Whatever she may have seen or guessed by it--and something she must have divined, or her proud spirit would never have so far bent as to allow her to come hither with her proposal--he would not grant her the triumph of again beholding it or of convincing herself of its true meaning.

He remained perfect master of himself, and left her a prey to torturing doubt. Her woman's instinct had spoken unhesitatingly when Ulric Hartmann's look had glowed upon her yesterday up on the forest heights, and, with the knowledge of what lay behind, horror of it had seized her as well. Yet she had been quite calm then, through all the danger with which she was threatened by an insane passion.

Here, where there was nothing to fear, she shook from head to foot in a fever of emotion, and a thick veil seemed to fall on all around, just as the brown eyes opposite were veiled before her. The inward voice was silent now, and yet at this moment she would have given her life to have acquired a certainty.

"You should not make it so hard for me to stay." Her voice betrayed something of the perplexity within her; it wavered between pride and soft submission. "I had much to fight against and much to conquer before I came here. You know it, Arthur, and should spare me."

The words were almost supplicating, but Arthur had reached such a pitch of irritation, he could no longer understand this. The bitter rage, which had taken possession of him and now shook his whole frame, gave its own interpretation to her words, and he answered sharply.

"I do not doubt that the Baroness Windeg is making an immense sacrifice in resolving to bear a hated name yet three months longer, and to remain at the side of a man she so thoroughly despises, notwithstanding that immediate freedom is offered her. I had to hear once how repugnant both are to you, and can judge therefore of what the victory over yourself must have cost you."

"You are reproaching me with the conversation we had on the night of our arrival," said Eugénie in a low tone. "I ... I had forgotten it!"

His eyes blazed now, but not with the light she had sought and hoped for. He was too distant from her, too full of hostility, for that.

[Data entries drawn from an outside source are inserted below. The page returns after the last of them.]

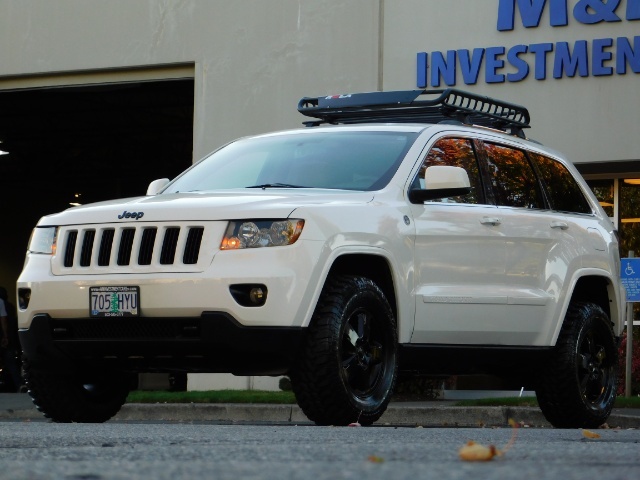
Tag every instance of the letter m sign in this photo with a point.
(531, 12)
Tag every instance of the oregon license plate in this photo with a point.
(114, 301)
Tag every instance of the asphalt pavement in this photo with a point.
(18, 407)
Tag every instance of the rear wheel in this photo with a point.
(92, 397)
(577, 387)
(348, 367)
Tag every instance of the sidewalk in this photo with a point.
(18, 406)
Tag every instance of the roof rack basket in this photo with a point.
(421, 106)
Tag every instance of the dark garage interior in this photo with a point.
(84, 144)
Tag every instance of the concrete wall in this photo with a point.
(253, 59)
(591, 119)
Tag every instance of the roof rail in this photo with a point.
(410, 106)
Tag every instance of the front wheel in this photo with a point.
(93, 397)
(348, 366)
(577, 387)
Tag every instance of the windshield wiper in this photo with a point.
(276, 185)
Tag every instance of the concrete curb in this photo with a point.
(398, 414)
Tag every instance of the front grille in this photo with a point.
(113, 248)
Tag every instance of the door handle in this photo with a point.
(560, 225)
(490, 221)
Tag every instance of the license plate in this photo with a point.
(114, 301)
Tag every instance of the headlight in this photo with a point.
(261, 233)
(43, 240)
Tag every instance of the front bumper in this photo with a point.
(211, 343)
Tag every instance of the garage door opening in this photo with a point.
(82, 144)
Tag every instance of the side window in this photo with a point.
(454, 152)
(513, 180)
(562, 190)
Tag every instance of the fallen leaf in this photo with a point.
(590, 434)
(474, 452)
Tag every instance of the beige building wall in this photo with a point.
(252, 59)
(590, 119)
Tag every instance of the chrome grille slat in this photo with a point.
(132, 248)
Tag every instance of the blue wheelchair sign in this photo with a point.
(630, 276)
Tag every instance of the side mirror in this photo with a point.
(441, 182)
(157, 185)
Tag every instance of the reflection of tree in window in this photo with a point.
(514, 183)
(455, 152)
(563, 191)
(603, 190)
(629, 218)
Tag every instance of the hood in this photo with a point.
(204, 206)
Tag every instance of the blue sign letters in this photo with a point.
(597, 57)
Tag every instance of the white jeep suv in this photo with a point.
(410, 232)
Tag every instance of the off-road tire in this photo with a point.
(577, 385)
(347, 369)
(68, 398)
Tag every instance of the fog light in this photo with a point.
(256, 296)
(24, 297)
(249, 295)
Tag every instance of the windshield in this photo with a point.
(338, 160)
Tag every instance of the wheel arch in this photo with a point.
(375, 267)
(595, 287)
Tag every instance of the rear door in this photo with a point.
(460, 255)
(535, 240)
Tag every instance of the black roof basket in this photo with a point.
(416, 106)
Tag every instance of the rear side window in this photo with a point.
(563, 192)
(454, 152)
(514, 182)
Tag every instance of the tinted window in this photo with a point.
(363, 160)
(454, 152)
(563, 191)
(513, 179)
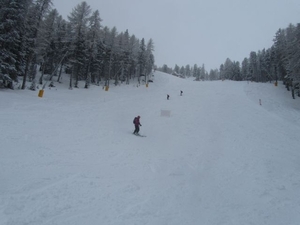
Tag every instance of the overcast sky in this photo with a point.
(196, 31)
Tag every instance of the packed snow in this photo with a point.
(223, 153)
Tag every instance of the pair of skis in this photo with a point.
(139, 135)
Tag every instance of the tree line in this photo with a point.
(280, 62)
(34, 36)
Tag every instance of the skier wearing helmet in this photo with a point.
(137, 125)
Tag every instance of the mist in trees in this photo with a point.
(34, 36)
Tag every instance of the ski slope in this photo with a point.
(217, 158)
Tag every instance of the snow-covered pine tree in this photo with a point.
(78, 19)
(12, 16)
(93, 39)
(142, 58)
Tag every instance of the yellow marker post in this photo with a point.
(41, 93)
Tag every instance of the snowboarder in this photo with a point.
(137, 125)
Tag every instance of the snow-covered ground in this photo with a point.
(220, 158)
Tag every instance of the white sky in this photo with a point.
(196, 31)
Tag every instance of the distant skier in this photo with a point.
(137, 124)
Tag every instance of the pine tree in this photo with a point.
(78, 18)
(12, 16)
(93, 38)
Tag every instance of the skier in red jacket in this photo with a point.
(137, 125)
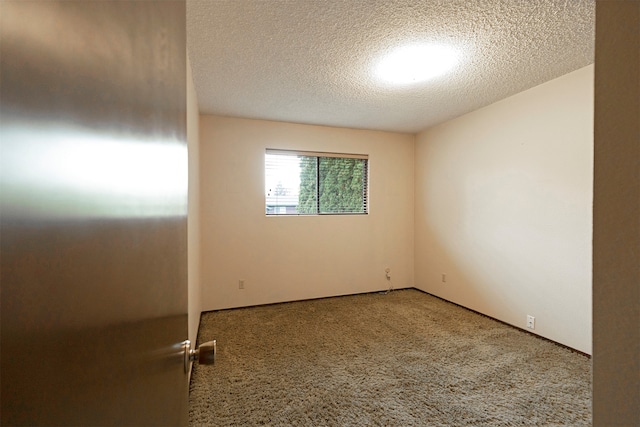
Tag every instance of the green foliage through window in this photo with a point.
(300, 184)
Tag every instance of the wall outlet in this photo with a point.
(531, 322)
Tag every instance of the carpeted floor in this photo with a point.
(400, 359)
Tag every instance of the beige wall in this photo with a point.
(503, 208)
(293, 258)
(193, 223)
(616, 216)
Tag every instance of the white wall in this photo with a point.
(293, 258)
(503, 208)
(193, 222)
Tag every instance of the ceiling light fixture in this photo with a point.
(416, 63)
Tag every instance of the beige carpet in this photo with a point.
(400, 359)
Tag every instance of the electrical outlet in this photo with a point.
(531, 322)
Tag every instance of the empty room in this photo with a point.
(298, 212)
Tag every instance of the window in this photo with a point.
(304, 183)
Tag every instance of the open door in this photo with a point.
(93, 172)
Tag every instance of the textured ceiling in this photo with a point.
(312, 61)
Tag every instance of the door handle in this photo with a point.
(205, 354)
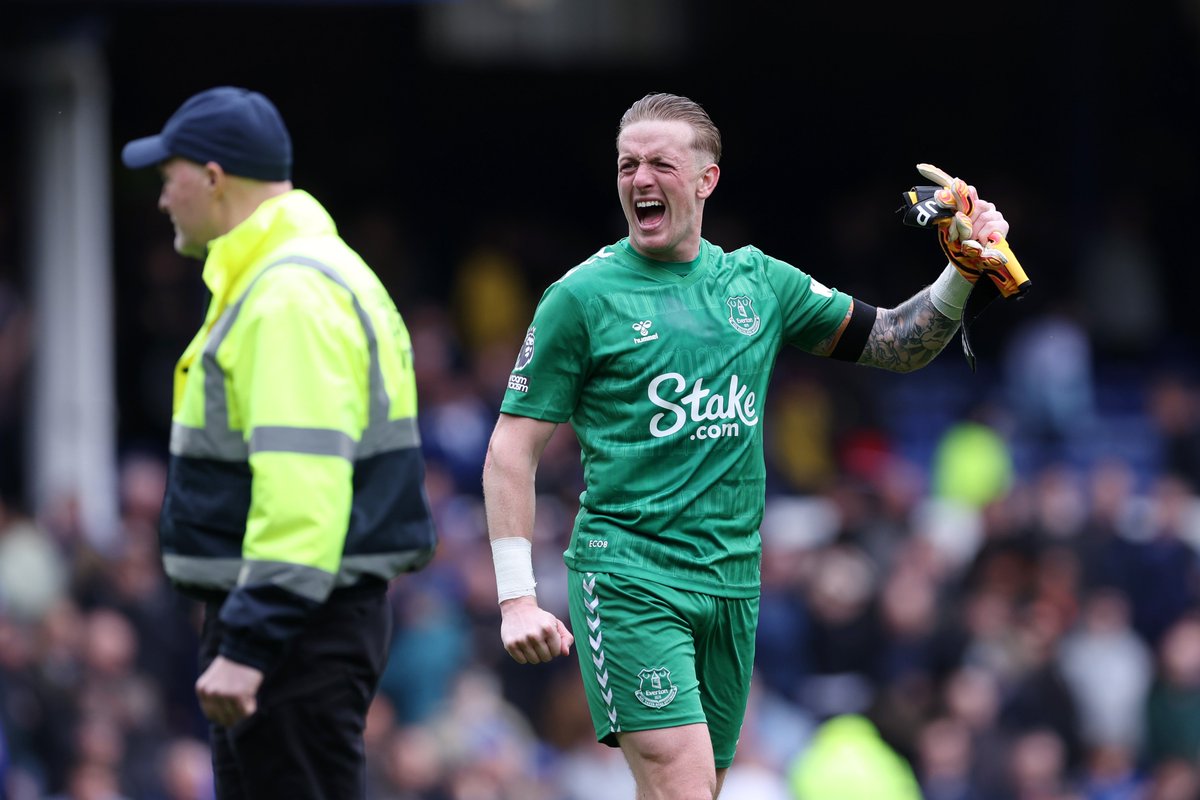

"Really? And you do not ask whether I have forgotten it. I was forced to listen then, but that was the limit of what I could bear. Do you think a man will allow himself to be trampled in the dust with impunity, as I was by you on that evening, and then rise from it without further ado when it pleases you to alter your opinion? I was not quite so miserably weak as you imagined; from that time forth I was not weak at all. That hour was decisive for me, but it was decisive for our future also. Whatever may befall me, I will bear it alone. During the last few weeks I have learnt so much, I shall be able to go through with that too, but"--he drew himself up with a glow of pride--"but the woman who on the day after our wedding repulsed me with such haughty contempt, without condescending to ask whether the husband to whom she had given her hand were really as culpable as she believed him, who received my assurance, my given word, that she was in error as the ready pretext of a liar, who, to my question as to whether it might not be worth while to try and redeem so lost a man, flung at me that contemptuous 'No'--that woman shall not stay by me; I will not have her at my side while I am fighting for all my future in this world. I will stand alone!"

He turned away from her in his wrath. Eugénie stood overwhelmed and speechless. Great as had been the change in her husband of late, she had never before seen him roused to passion, and at this moment his violence almost frightened her. By the storm, now bursting over her head, she could measure all that had lain hidden behind the indifference which had so revolted her, all that had smouldered within him for months together, until at last it drove him out of that apathy which had become a second nature.